BMW Z4 vs ポルシェ718ボクスター vs アウディTT 比較試乗 Z4、強豪に勝てる?
公開 : 2019.08.11 11:50
エンジンが問題 オープントップとして
一方、ボクスターのエンジンにこうした評価を与えることは出来ない。TTと比べても活気がなく抑圧されたようで、回転が落ちるのも遅く、さらに、一旦回転が落ちたあとの回転上昇にもまったく覇気が感じられない。
こうした状況はエンジン回転数が3500rpmを越えるまで続き、さらに例えこの回転数を越えても、聞こえてくるサウンドはまったくつまらないものでしかないことは、ボクスターTのハンドリングがこの3台のなかで圧倒的なシャープさを誇ることを考えれば残念でしかない。
このクルマのレスポンスとバランス、そしてその俊足ぶりは、他の2台とは違うレベルに達しており、その繊細なステアリングは、BMWとアウディをはるかに凌ぐ明瞭さで路面の状況を伝え、つねにそのシャシーは、まるでドライバーからの入力と路面からの反応がシンクロしているかのように感じさせる。
アダプティブダンパーをもっとも硬いセッティングにすると、路面への反応がわずかにタイト過ぎるように感じられるが、少しセッティングを緩めると、このクルマはその下に拡がる地形を優美で滑らかにトレースしてみせる。
ストロークの短いマニュアルシフトの感触も素晴らしく、操作そのものを楽しむことができるが、ボクスターの実力をフルに発揮させるには、エンジン回転数を高く保つ必要があり、そうすれば、このエンジンの物足りないパフォーマンスにも、少なくともひとつくらいは光明を見出すことができるかも知れない。
そうした時のボクスターは、優れた操作性とコミュニケーション能力を備え、ドライバーとの繋がりを感じさせる驚くほど見事なスポーツカーだと言える。
だが、例えそうだとしても、この3台のなかで自分のお金を投じるとすれば、選ぶのはボクスターではない。

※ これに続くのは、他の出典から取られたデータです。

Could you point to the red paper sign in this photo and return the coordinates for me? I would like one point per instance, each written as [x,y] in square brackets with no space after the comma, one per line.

間違いなく今回集まったなかでもっともドライビングが楽しい1台ではあるが、オープントップモデルであるということを考えると、実際のドライビングのなかでどういった景色を見せてくれるのかが重要であり、そうなるとボクスターの活気の足りないエンジンでは役不足ということになる。
僅差の勝利 まったく異なるスポーツカー
もう少しの活力、もしかしたらそれはもう少しシリンダーの数が多ければ実現できたのかも知れないが、それさえあれば、今回の勝者はこのクルマだったのかも知れないが、現状では勝者にはなれない。
そして、大差で敗れる結果となったのがアウディであり、それもまったく正反対の理由が原因だったのだから、クルマのというのは難しい。
TT RSはパフォーマンスとそれに相応しいサウンドを備えてはいたものの、ドライバーとの繋がりが感じられないこのクルマのドライビングは、オープントップモデルとしては物足りないものだった。
さらに、そのドライビングポジションはBMW、特にポルシェとはまったく異なるものであり、キャビンに包み込まれるというよりは、高く座らされるそのシートでは、このクルマのプラットフォームがゴルフであることを意識しない訳にはいかない。
つまり、例え僅差であったとしても、今回勝利したのはポルシェとアウディのちょうど中間のバランスを見事に実現したBMWであり、Z4であれば見事なエンジンに加え、日常使いにも相応しい洗練と見事な仕上がりを見せるキャビンを備え、もっとも高い高級感を感じることができる。
ポルシェほどの繊細さはないかも知れないが、このクルマはBMW流のやり方でドライバーを刺激するのであり、つまり、ボクスターとはドライビングに連れ出したくなるモデルだが、Z4であれば本当に速く走りたくなる気にさせるということだ。
分かり難い言い回しかも知れないが、それでも、こうした言いまわしによって、何がこの2台のまったく異なるスポーツカーを分けているのかをご理解頂けるだろう。